P20k would be considered a *lot* of money here for most any local. Far too much for "helping" someones family-period.

Also, NEVER allow yourself to be worth more dead than alive. If you loose control of your finances to a GF that is exactly where you are putting yourself.

Don't be led along down a rosy path. Use big city "street smarts" and stay safe and alive here!


----------



## billygoat993 (Jan 18, 2014)

I just posted about being with my girl for straight 5yrs but overall 7 yrs . She has kids too have own house, business which is why she do not entertain me back then lol. To date she never ever asked a si gle cent from me. U can not even buy her anything cause she says she still have things to wear bla bla bla but i love to give her something to take care of her. 
If she asked you for a specific money I would wonder why. But if you will live with her and that willl cover rent, food etc its fine its like your share. But a pc of advice do not live same house cause u might end up being sued by the ex for money. My case is different they have been separated 18 yrs have annulment no communication and he can be deported for falsification anytime so we do not have issue. Hope this helps.


----------



## Mr Phantom (Jan 21, 2014)

Thanks for the last two comments, I will take your advice into consideration.


----------



## jon1 (Mar 18, 2012)

Here is a useful piece of info. If you are involved with a woman who is married but separated and abandoned, her legal husband can file adultery charges against her for being with you and have her jailed.

This is no joke and a clear double standard as usually only a woman is prosecuted for this. I would be extremely cautious about a relationship involving such as an "enterprising" estranged husband could black mail you for all you got to keep her out of jail.


----------



## cvgtpc1 (Jul 28, 2012)

jon1 said:


> Here is a useful piece of info. If you are involved with a woman who is married but separated and abandoned, her legal husband can file adultery charges against her for being with you and have her jailed.
> 
> This is no joke and a clear double standard as usually only a woman is prosecuted for this. I would be extremely cautious about a relationship involving such as an "enterprising" estranged husband could black mail you for all you got to keep her out of jail.

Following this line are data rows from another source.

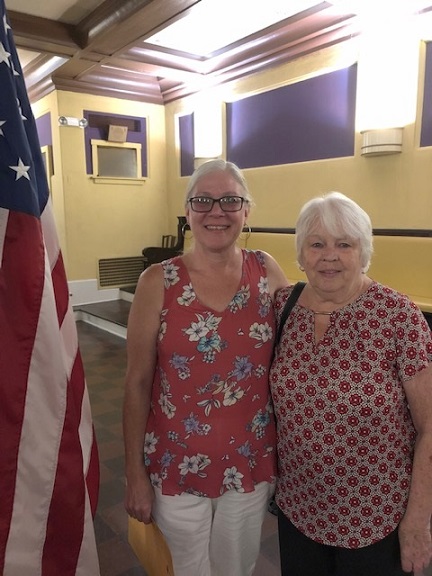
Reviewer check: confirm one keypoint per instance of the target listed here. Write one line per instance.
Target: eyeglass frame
(219, 201)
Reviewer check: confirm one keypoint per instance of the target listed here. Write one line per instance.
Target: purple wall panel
(101, 133)
(186, 145)
(43, 127)
(309, 120)
(426, 127)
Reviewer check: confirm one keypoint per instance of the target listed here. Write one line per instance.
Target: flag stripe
(19, 323)
(48, 455)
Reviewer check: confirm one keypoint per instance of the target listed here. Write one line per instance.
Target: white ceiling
(160, 50)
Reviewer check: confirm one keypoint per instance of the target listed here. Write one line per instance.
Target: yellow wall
(106, 220)
(110, 220)
(394, 190)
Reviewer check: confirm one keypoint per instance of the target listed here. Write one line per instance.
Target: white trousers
(213, 536)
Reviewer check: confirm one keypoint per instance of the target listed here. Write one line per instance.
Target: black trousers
(301, 556)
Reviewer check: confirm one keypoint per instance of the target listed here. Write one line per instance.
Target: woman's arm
(415, 527)
(142, 335)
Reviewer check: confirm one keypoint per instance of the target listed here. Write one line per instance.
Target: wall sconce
(71, 121)
(381, 142)
(207, 130)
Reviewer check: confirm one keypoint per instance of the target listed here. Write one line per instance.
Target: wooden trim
(417, 233)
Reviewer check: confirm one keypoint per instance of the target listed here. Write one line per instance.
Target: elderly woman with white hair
(352, 389)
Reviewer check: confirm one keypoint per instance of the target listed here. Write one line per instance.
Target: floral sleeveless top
(211, 426)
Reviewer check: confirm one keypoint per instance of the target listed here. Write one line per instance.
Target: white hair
(337, 214)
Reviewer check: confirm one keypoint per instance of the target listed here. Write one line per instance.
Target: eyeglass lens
(227, 203)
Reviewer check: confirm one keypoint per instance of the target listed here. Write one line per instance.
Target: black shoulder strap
(289, 304)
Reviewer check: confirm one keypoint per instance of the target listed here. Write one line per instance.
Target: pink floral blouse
(345, 435)
(211, 427)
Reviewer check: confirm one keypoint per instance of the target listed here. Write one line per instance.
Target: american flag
(49, 470)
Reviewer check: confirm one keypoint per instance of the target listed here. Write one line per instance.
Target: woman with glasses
(198, 422)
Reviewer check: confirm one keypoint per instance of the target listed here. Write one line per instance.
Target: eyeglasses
(227, 203)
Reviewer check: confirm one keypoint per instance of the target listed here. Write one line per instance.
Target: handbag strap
(289, 305)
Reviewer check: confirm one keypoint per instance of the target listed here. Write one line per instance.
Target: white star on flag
(21, 170)
(4, 56)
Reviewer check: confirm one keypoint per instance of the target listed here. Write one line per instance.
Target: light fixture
(381, 141)
(72, 121)
(207, 120)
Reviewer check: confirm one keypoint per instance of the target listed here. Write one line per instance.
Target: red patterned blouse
(345, 435)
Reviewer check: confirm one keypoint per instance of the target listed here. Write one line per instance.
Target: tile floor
(104, 358)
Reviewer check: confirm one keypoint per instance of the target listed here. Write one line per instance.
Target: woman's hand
(415, 545)
(139, 498)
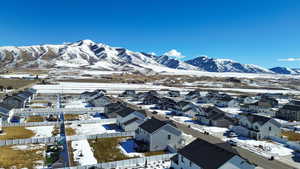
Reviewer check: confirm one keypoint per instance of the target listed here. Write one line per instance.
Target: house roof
(257, 118)
(151, 125)
(291, 107)
(207, 155)
(133, 120)
(125, 112)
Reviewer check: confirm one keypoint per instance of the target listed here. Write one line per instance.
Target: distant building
(257, 126)
(157, 135)
(289, 112)
(200, 154)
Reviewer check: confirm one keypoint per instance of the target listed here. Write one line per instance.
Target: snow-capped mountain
(225, 65)
(285, 70)
(175, 63)
(81, 54)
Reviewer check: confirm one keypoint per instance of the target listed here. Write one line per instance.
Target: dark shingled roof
(257, 118)
(291, 107)
(125, 112)
(151, 125)
(207, 155)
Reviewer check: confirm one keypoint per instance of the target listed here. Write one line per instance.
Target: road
(65, 153)
(250, 156)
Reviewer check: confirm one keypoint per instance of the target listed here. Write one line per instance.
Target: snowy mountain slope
(175, 63)
(225, 65)
(285, 70)
(80, 54)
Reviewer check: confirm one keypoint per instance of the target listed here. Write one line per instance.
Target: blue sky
(249, 31)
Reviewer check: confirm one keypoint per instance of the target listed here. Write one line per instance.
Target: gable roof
(125, 112)
(207, 155)
(254, 118)
(151, 125)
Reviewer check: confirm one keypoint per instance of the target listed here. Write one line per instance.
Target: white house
(257, 126)
(200, 154)
(129, 119)
(157, 135)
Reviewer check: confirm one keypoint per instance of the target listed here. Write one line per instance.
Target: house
(100, 101)
(156, 135)
(87, 96)
(129, 119)
(264, 105)
(187, 108)
(174, 93)
(151, 99)
(257, 126)
(215, 117)
(5, 109)
(166, 104)
(201, 154)
(15, 101)
(192, 95)
(289, 112)
(128, 93)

This was the basis of a pretty wicked episode of Locked Up Abroad.


----------



## Phil_expat (Jan 3, 2011)

jon1 said:


> Here is a useful piece of info. If you are involved with a woman who is married but separated and abandoned, her legal husband can file adultery charges against her for being with you and have her jailed.
> 
> This is no joke and a clear double standard as usually only a woman is prosecuted for this. I would be extremely cautious about a relationship involving such as an "enterprising" estranged husband could black mail you for all you got to keep her out of jail.


A friend of mine bought a home in his wife’s name and she immediately moved in with her pinoy boyfriend. The end result was he had no legal options! He was told by the local police if he caught them in bed he could shoot the pinoy and legally get away with it because adultery. I am not saying this is accurate but it scare me of the possibilities of being involved with a married woman.


----------



## billygoat993 (Jan 18, 2014)

A good friend of mine had been a victim too . He was blackmailed for money cause the so called ex husband was filing a case to him and the wife. He even sent him money for her papers but i think he was blind and just fell on deaf ears. 
Just be careful and it would help if you have a friend RELIABLE AND TRUSTED FRIEND EXPAT OR FILIPINO that knows where you are and what is happening so they can provide assistance.


----------



## Asian Spirit (Mar 1, 2010)

Phil_expat said:


> A friend of mine bought a home in his wife&#146;s name and she immediately moved in with her pinoy boyfriend. The end result was he had no legal options! He was told by the local police if he caught them in bed he could shoot the pinoy and legally get away with it because adultery. I am not saying this is accurate but it scare me of the possibilities of being involved with a married woman.


Yep many ways of making a living here for some locals. Truly pays to be careful!


----------



## jamckinnon (Jan 30, 2014)

*Wire transfer versus Western Union*



JimnNila143 said:


> ... you might see if she has a bank account set up where you can do wire transfer. You will need to find the cheapest one. If you have a VISA/MASTERCARD ATM Debit Card at your bank, you might be able to do this, and, perhaps, use Western Union to send the funds, it is usually very cheap to do this. ...


I concur that WU is a cheap way to go, although I have always used the "pick up at agent" option rather than sending to a bank account. Wire transfers, at least in my experience, have been quite expensive. My bank charges $20 plus another $25 because it's an international wire, involves currency conversion, and requires the involvement of a middleman bank. 

One issue with WU is that when setting up a transfer from within the Philippines, the Western Union URL redirects to the Filipino site, and one must start from scratch and set up an account on that site. I have so far been unable to do this successfully.


----------